To clear the decks for action _re_ the differentiation problem, let us dismiss the major troubles of the delimitation problem as shown in groups I (syphilitic), III (epileptic), VI (somatic) and thereafter very briefly refer to the residue of the delimitation problem. For convenience of reference, a few out-standing remarks concerning the general relations of these divisions to war and peace conditions are inserted here. We dealt in the diagnostic order of exclusion with 190 cases, distributed as in the table below (bear in mind that the method of this book precludes attaching great statistical weight to the comparative figures, since the various authors published their cases for their special rather than their typical interest).
I. Syphilopsychoses 34 II. Hypophrenoses (feeble-mindedness and imbecility) 18 III. Epileptoses 33 VI. Pharmacopsychoses (alcohol; morphine) 17 V. Encephalopsychoses (focal brain lesion cases) 15[9] VI. Somatopsychoses 29 VII. Geriopsychoses (senile--a null class) 0 VIII. Schizophrenoses 16 IX. Cyclothymoses 7 X. Psychoneuroses 12[9] XI. Psychopathoses 15 ----- 196
[9] The numbers of focal brain lesion cases and of psychoneuroses must naturally be considered in relation to the great groups of these cases in Sections B and C.
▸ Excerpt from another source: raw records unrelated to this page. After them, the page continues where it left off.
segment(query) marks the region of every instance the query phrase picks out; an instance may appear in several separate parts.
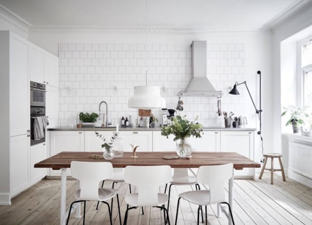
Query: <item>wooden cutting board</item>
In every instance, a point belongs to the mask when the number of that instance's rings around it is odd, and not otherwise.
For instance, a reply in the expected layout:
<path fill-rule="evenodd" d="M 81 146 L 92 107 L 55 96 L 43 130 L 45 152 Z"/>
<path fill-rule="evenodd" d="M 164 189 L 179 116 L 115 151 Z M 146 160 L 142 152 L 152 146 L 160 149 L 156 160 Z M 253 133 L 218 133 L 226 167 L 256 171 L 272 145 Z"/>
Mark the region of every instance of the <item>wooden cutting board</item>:
<path fill-rule="evenodd" d="M 152 110 L 151 109 L 139 109 L 138 115 L 140 117 L 151 116 Z"/>

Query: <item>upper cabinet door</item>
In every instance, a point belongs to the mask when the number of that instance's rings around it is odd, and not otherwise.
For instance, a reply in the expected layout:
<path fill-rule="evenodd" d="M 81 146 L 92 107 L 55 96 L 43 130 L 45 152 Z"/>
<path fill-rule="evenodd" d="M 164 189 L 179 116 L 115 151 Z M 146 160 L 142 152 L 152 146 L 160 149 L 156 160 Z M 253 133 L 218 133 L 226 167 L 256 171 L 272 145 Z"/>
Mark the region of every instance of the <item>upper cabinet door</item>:
<path fill-rule="evenodd" d="M 47 85 L 58 87 L 58 58 L 47 52 L 44 60 L 44 82 Z"/>
<path fill-rule="evenodd" d="M 12 36 L 10 43 L 10 136 L 29 133 L 30 130 L 27 41 Z"/>
<path fill-rule="evenodd" d="M 43 84 L 44 81 L 44 51 L 35 46 L 29 46 L 30 80 Z"/>

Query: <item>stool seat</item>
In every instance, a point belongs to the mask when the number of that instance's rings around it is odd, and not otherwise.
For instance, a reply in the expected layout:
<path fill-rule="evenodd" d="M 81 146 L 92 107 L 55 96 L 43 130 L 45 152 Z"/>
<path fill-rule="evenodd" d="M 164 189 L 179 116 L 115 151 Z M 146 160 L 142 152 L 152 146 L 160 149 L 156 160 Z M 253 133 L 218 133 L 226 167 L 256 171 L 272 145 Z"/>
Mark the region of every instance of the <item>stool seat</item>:
<path fill-rule="evenodd" d="M 268 170 L 269 171 L 271 171 L 271 184 L 273 184 L 273 181 L 274 180 L 273 178 L 274 172 L 275 171 L 280 171 L 281 172 L 282 172 L 282 177 L 283 177 L 283 180 L 284 181 L 286 181 L 286 180 L 285 177 L 284 168 L 283 167 L 283 163 L 282 163 L 281 159 L 281 157 L 283 157 L 283 155 L 280 153 L 266 153 L 263 155 L 263 157 L 264 157 L 264 162 L 263 163 L 263 165 L 262 166 L 261 172 L 260 173 L 260 175 L 259 175 L 259 179 L 261 179 L 262 177 L 262 175 L 263 175 L 263 172 L 265 170 Z M 267 169 L 265 168 L 265 166 L 267 164 L 267 162 L 268 161 L 268 158 L 270 158 L 271 159 L 271 169 Z M 278 161 L 279 161 L 279 166 L 280 167 L 281 169 L 274 169 L 274 163 L 273 162 L 274 158 L 278 158 Z"/>
<path fill-rule="evenodd" d="M 283 157 L 283 155 L 280 153 L 265 153 L 263 154 L 263 156 L 269 158 L 278 158 Z"/>

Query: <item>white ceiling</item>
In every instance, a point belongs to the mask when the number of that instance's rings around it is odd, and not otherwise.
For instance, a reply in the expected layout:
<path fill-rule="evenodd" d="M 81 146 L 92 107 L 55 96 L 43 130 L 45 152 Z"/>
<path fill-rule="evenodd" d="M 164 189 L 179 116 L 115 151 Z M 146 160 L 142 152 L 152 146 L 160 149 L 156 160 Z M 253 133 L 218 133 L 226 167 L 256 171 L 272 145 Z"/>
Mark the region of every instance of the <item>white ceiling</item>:
<path fill-rule="evenodd" d="M 149 26 L 253 31 L 300 0 L 149 0 Z M 145 0 L 0 0 L 36 26 L 143 27 Z M 231 29 L 230 29 L 231 28 Z"/>

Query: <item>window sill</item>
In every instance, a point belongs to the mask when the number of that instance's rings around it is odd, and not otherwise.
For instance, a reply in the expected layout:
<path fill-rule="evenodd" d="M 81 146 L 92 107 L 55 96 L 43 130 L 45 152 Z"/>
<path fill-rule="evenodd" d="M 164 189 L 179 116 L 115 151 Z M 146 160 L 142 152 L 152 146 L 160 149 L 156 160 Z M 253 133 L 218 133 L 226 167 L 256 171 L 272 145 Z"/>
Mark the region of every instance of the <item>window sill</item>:
<path fill-rule="evenodd" d="M 289 139 L 300 140 L 312 142 L 312 137 L 303 136 L 302 135 L 301 135 L 301 133 L 300 134 L 295 135 L 288 133 L 282 133 L 282 135 L 287 136 Z"/>

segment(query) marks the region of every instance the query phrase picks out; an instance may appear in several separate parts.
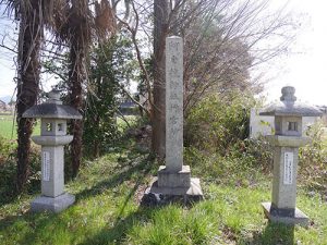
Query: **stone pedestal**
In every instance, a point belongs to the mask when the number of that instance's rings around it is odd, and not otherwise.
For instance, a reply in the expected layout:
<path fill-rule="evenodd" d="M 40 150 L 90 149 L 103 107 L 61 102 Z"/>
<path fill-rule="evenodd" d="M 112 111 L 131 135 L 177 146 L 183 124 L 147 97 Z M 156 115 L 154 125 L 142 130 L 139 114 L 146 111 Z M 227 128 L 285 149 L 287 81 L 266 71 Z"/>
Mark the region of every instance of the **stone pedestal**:
<path fill-rule="evenodd" d="M 26 110 L 24 118 L 41 119 L 41 135 L 32 139 L 41 146 L 41 196 L 31 204 L 32 211 L 60 212 L 75 201 L 64 193 L 63 146 L 73 140 L 66 135 L 66 119 L 82 119 L 75 109 L 63 106 L 59 91 L 49 93 L 46 103 Z"/>
<path fill-rule="evenodd" d="M 302 212 L 299 208 L 292 209 L 291 212 L 288 210 L 278 210 L 271 208 L 271 203 L 262 203 L 265 216 L 271 222 L 284 223 L 284 224 L 300 224 L 303 226 L 308 225 L 308 217 Z"/>
<path fill-rule="evenodd" d="M 166 166 L 160 166 L 158 171 L 159 187 L 186 187 L 191 186 L 190 166 L 183 166 L 181 171 L 169 171 Z"/>
<path fill-rule="evenodd" d="M 269 135 L 274 150 L 274 179 L 271 203 L 263 203 L 266 217 L 272 222 L 307 224 L 305 216 L 296 206 L 296 175 L 299 147 L 311 142 L 307 137 Z"/>
<path fill-rule="evenodd" d="M 145 192 L 162 198 L 203 198 L 199 180 L 191 177 L 190 166 L 183 166 L 183 40 L 166 39 L 166 166 Z"/>
<path fill-rule="evenodd" d="M 56 197 L 39 196 L 31 203 L 31 211 L 41 212 L 60 212 L 75 203 L 75 197 L 68 193 Z"/>
<path fill-rule="evenodd" d="M 271 203 L 263 203 L 266 217 L 286 224 L 308 223 L 308 218 L 296 208 L 296 175 L 299 147 L 311 142 L 303 137 L 303 117 L 320 117 L 312 106 L 295 102 L 295 88 L 281 89 L 280 102 L 271 105 L 261 115 L 275 115 L 275 135 L 266 136 L 274 149 L 274 179 Z"/>

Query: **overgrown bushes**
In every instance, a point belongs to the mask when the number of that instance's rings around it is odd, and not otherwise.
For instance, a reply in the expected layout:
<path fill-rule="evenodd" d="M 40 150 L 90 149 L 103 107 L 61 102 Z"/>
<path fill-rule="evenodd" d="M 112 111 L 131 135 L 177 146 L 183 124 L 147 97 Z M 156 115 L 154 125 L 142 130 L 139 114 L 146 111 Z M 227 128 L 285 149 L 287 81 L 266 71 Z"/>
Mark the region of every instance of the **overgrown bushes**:
<path fill-rule="evenodd" d="M 29 177 L 26 192 L 39 191 L 40 185 L 40 148 L 33 146 L 31 149 Z M 5 204 L 15 196 L 16 183 L 16 142 L 0 136 L 0 205 Z"/>

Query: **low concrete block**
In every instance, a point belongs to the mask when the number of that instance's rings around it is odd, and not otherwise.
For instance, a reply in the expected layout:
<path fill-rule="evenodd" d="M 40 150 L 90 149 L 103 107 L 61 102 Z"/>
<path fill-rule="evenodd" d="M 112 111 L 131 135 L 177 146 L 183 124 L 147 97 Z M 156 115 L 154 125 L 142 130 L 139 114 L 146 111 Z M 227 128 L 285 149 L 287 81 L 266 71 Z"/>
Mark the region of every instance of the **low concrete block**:
<path fill-rule="evenodd" d="M 299 208 L 295 208 L 294 217 L 289 216 L 276 216 L 270 212 L 271 203 L 262 203 L 265 216 L 271 222 L 284 223 L 289 225 L 300 224 L 303 226 L 308 225 L 307 216 L 302 212 Z"/>
<path fill-rule="evenodd" d="M 75 196 L 64 193 L 57 197 L 39 196 L 31 203 L 32 212 L 60 212 L 75 203 Z"/>
<path fill-rule="evenodd" d="M 189 188 L 191 186 L 190 166 L 183 166 L 181 171 L 171 172 L 166 166 L 160 166 L 158 171 L 158 186 L 168 188 Z"/>
<path fill-rule="evenodd" d="M 199 179 L 191 177 L 190 187 L 160 187 L 158 177 L 154 177 L 152 185 L 145 191 L 142 204 L 146 206 L 166 205 L 173 201 L 191 204 L 203 199 Z"/>

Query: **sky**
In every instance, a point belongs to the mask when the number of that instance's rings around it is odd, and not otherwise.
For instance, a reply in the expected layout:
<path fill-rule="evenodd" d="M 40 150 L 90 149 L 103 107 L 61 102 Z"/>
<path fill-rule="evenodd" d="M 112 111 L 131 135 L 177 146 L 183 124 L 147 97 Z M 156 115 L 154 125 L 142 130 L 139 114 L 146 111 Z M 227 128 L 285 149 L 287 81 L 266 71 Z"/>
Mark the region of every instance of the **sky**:
<path fill-rule="evenodd" d="M 282 86 L 294 86 L 298 100 L 313 105 L 327 105 L 327 1 L 323 0 L 271 0 L 272 8 L 288 3 L 294 14 L 304 14 L 302 27 L 287 56 L 276 59 L 268 71 L 271 75 L 265 85 L 267 101 L 279 99 Z M 0 32 L 5 33 L 11 22 L 0 19 Z M 1 40 L 0 40 L 1 44 Z M 15 84 L 14 58 L 0 49 L 0 98 L 12 96 Z M 277 75 L 276 75 L 277 74 Z M 50 85 L 46 84 L 46 90 Z"/>

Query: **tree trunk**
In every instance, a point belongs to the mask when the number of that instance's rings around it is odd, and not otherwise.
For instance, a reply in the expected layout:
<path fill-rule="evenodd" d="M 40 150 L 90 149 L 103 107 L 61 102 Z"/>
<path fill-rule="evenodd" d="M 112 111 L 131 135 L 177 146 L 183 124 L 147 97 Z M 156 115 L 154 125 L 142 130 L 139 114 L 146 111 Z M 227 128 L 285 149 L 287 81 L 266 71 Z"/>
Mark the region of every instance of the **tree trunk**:
<path fill-rule="evenodd" d="M 88 1 L 72 1 L 71 15 L 69 20 L 70 28 L 70 96 L 71 106 L 78 110 L 82 114 L 83 108 L 83 89 L 82 84 L 86 81 L 86 57 L 89 45 L 89 26 L 88 26 Z M 78 173 L 82 160 L 82 137 L 83 137 L 83 120 L 74 120 L 72 122 L 72 133 L 74 139 L 71 143 L 72 157 L 72 176 Z"/>
<path fill-rule="evenodd" d="M 40 21 L 38 0 L 21 3 L 21 23 L 19 38 L 17 68 L 17 182 L 16 188 L 22 192 L 29 174 L 31 135 L 33 119 L 24 119 L 22 114 L 36 105 L 39 84 L 39 52 L 43 39 L 43 22 Z"/>
<path fill-rule="evenodd" d="M 152 148 L 158 158 L 165 158 L 166 147 L 166 74 L 165 46 L 168 32 L 169 1 L 154 0 L 154 108 Z"/>

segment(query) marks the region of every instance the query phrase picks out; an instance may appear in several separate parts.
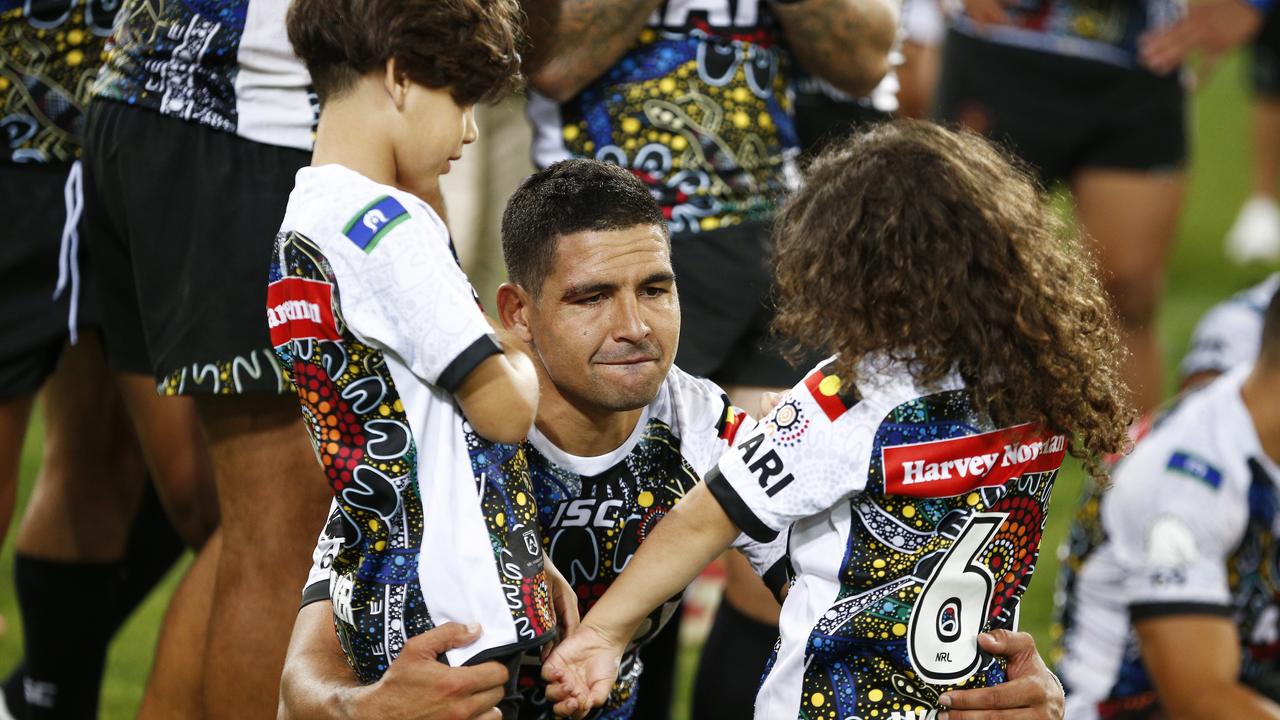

=13.= =The neuropsychiatric side of syphilis in the war= is presented in 34 cases (Cases 1 to 34). The syphilitic basis of sundry military difficulties, quite unsuspected by the laity and probably not too well understood by service men, is suggested by Case 1, a case of desertion by a French officer of high rank. Nor is Case 2, in which visions of submarines proved syphilitic, without its warning. Such cases point only too obvious a moral:
=14.= =Neurosyphilitics have no place in the army or navy.=
Eight cases (Cases 3-10) follow in which the aggravation or acceleration or liberation of neurosyphilis has come about under the conditions of war. Some of these cases suggest the gravity of the problems of compensation, allowance and pension that may arise. We might ask,
=15.= =Should not a government which enlists a syphilitic pay full allowances to him when under war conditions he becomes a neurosyphilitic?=
For the government was theoretically able to learn at the start (within a small margin of error by means of the serum test) whether the man was syphilitic. If a one-eyed man loses his remaining eye in an industrial accident in civil life, his damages are often fixed at damages for total blindness; for the industrial firm should not have employed a one-eyed man in an industry dangerous to eyes. The principle cannot differ with a man hired in a spirochete-bearing state: The company has hired a man who may under traumatic conditions become an incompetent neurosyphilitic, and should pay damages accordingly when the aggravation begins.